Untersuchungsmethoden

6.1.2.1 Klinische Untersuchungsparameter

Bei der täglichen Untersuchung ist die Beobachtung und Beurteilung des Aktivitätsverhaltens der Tiere ein wichtiger Parameter, der aussagekräftige Hinweise auf den Allgemeinzustand gibt. Voraussetzung sind definierte Untersuchungszeitpunkte während der Aktivitätsphase und ohne Manipulation, die zu Stress bei den Tieren führt und somit das Verhalten verändert. Bei der Bewertung wird das Interesse an Artgenossen und an der Umwelt sowie Schläfrigkeit berücksichtigt und bei eingeschränkter Aktivität auch Reaktionen auf Zuwendung (VAN GRIENSVEN et al. 2002a).

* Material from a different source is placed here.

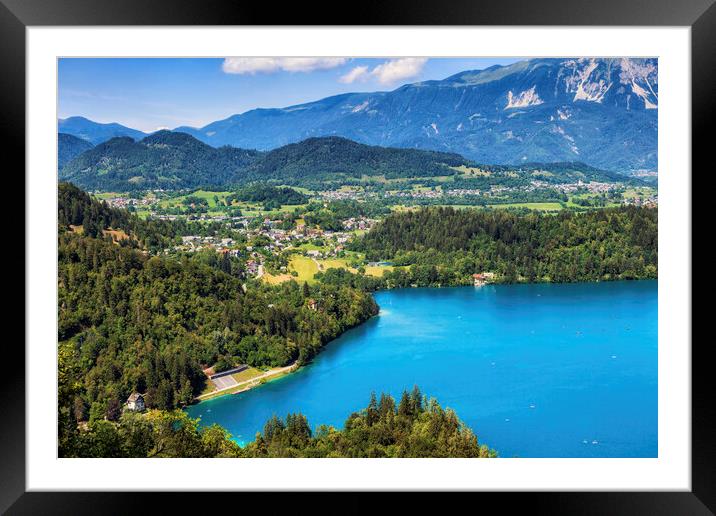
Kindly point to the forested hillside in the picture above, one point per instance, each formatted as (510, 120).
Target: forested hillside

Ein weiterer Parameter der täglichen Visite ist die Körperinnentemperatur, welche die Homöostase erfasst und ein Indikator für die Stoffwechselaktivität ist. Eine erhöhte Temperatur lässt auf eine Steigerung des Stoffwechsels durch Inflammation oder gesteigerte Aktivität schließen. Wichtig ist hierbei, dass die Temperatur vor der weiteren Manipulation, wie das Wiegen der Tiere, stattfindet, um nicht durch möglichen Stress veränderte Werte zu erhalten. Ein Polytrauma kann zu einer Erniedrigung der Körpertemperatur führen. Bei herabgesetzter Körpertemperatur sind die Kapazitäten des Körpers zur Thermoregulation erschöpft. Eine Hypothermie ist ein wichtiger Prognosefaktor für die Letalität (MALONE et al. 2001; HILDEBRAND et al. 2004).

Bereits kleinste Einschränkungen des Wohlbefindens spiegeln sich auch im Fressverhalten wider. Da eine diesbezügliche Veränderung jedoch aufgrund der

Ad-Libitum-Fütterung schwierig zu beobachten ist, wurde die Körpergewichtsentwicklung kontrolliert. Hierdurch konnte eine herabgesetzte Nahrungsaufnahme bzw. ein krankheitsbedingter Katabolismus erfasst werden.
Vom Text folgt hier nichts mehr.